Build: `cargo rustc --release --features ffi --crate-type cdylib`
---
## PodBus — SPMC broadcast ring
`PodBus<T: Pod>` is a single-producer, multi-consumer broadcast ring for `Pod` types. It lives entirely in process memory (no SHM) and is designed for high fan-out scenarios where one producer feeds many consumers with the same data stream.
**Architecture:**
```
PodBus<T>
ring: Box<[Slot<T>]> power-of-two array of seqlock-stamped slots
mask: u64 ring_size - 1, for bitmask indexing
write_seq: AtomicU64 monotonic publish counter
Slot<T>
stamp: AtomicU64 seqlock: 0 = never written, odd = writing, even = committed
data: UnsafeCell<T> payload (volatile read/write)
PodSubscriber<T>
cursor: u64 independent read position per consumer
```
**Seqlock stamp protocol:**
- `0` — slot never written
- `seq * 2 + 1` (odd) — write in progress, readers must retry
- `(seq + 1) * 2` (even) — committed and readable
The publisher writes the data between the odd and even stamp transitions. Subscribers snapshot the stamp, read via `read_volatile`, then verify the stamp is unchanged. If the stamp changed mid-read, the data was torn and the read is discarded.
**Key properties:**
- Publish is O(1) regardless of subscriber count — no per-subscriber bookkeeping
- Each `PodSubscriber` tracks its own cursor independently
- Subscribers that fall behind auto-skip to the oldest available data (lossy)
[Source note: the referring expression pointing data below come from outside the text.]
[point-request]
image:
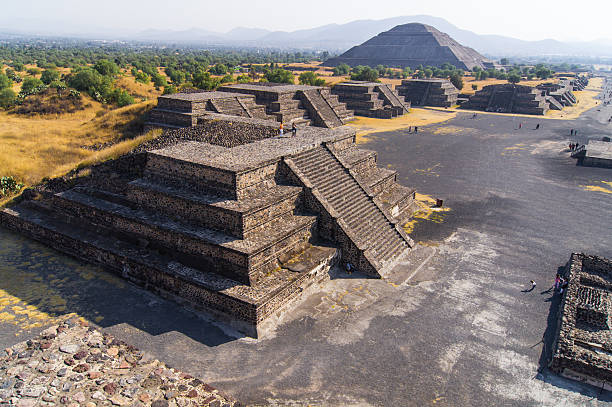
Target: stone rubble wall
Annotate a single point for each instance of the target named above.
(77, 365)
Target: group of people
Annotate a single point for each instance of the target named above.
(293, 129)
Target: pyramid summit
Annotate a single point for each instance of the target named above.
(411, 45)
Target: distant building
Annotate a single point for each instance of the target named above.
(411, 45)
(595, 154)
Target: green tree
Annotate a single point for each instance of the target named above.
(279, 75)
(7, 98)
(106, 67)
(219, 69)
(158, 80)
(514, 77)
(49, 75)
(457, 80)
(203, 80)
(311, 78)
(5, 81)
(91, 81)
(30, 83)
(227, 78)
(120, 97)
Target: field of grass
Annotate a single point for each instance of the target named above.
(37, 147)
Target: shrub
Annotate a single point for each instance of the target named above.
(158, 80)
(279, 76)
(142, 77)
(5, 81)
(106, 67)
(310, 78)
(91, 81)
(7, 98)
(49, 75)
(120, 97)
(8, 185)
(227, 78)
(219, 69)
(30, 84)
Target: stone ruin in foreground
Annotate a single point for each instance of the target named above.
(227, 218)
(582, 349)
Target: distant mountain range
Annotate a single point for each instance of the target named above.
(340, 37)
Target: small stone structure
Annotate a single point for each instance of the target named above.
(371, 99)
(184, 109)
(428, 92)
(237, 225)
(558, 95)
(509, 98)
(583, 346)
(300, 104)
(73, 364)
(594, 154)
(411, 45)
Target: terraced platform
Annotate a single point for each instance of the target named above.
(238, 231)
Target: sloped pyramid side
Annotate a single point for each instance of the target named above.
(411, 45)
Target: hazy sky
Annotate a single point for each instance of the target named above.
(525, 19)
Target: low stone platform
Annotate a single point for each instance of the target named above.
(371, 99)
(583, 346)
(509, 98)
(594, 154)
(75, 365)
(300, 104)
(428, 92)
(238, 231)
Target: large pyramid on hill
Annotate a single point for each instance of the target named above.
(411, 45)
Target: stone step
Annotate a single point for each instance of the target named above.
(379, 179)
(198, 246)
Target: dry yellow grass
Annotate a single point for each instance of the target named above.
(37, 147)
(417, 117)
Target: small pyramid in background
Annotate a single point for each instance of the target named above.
(411, 45)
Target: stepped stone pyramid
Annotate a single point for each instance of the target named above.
(236, 225)
(184, 109)
(509, 98)
(300, 104)
(411, 45)
(371, 99)
(428, 92)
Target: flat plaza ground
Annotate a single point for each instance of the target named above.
(449, 326)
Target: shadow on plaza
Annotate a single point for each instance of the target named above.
(544, 373)
(56, 284)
- `T: Pod` ensures all bit patterns are valid, so torn reads are harmless (just discarded)
- No heap allocation on publish or receive
---
## Subscriber count
Each topic entry contains an `AtomicU32` counter at offset `0x78` (`TE_SUBSCRIBER_COUNT`) that tracks the number of live `Stream` objects for that topic.
- **Increment**: When `Subscriber::subscribe()` creates a new `Stream`, the counter is incremented via `fetch_add(1, Relaxed)`.
- **Decrement**: `Stream` implements `Drop`, which decrements the counter via `fetch_sub(1, Relaxed)`.
- **Query**: `Publisher::subscriber_count(&self, handle) -> Result<u32, Error>` reads the counter. The FFI equivalent is `crossbar_topic_subscriber_count()`.
The counter uses `Relaxed` ordering because it is advisory — publishers use it for monitoring and graceful shutdown, not for correctness-critical synchronization. The `Channel` field order ensures `rx: Stream` is declared before `_rx_sub: Subscriber`, so the subscription drops (and decrements the counter) before the subscriber unmaps the region.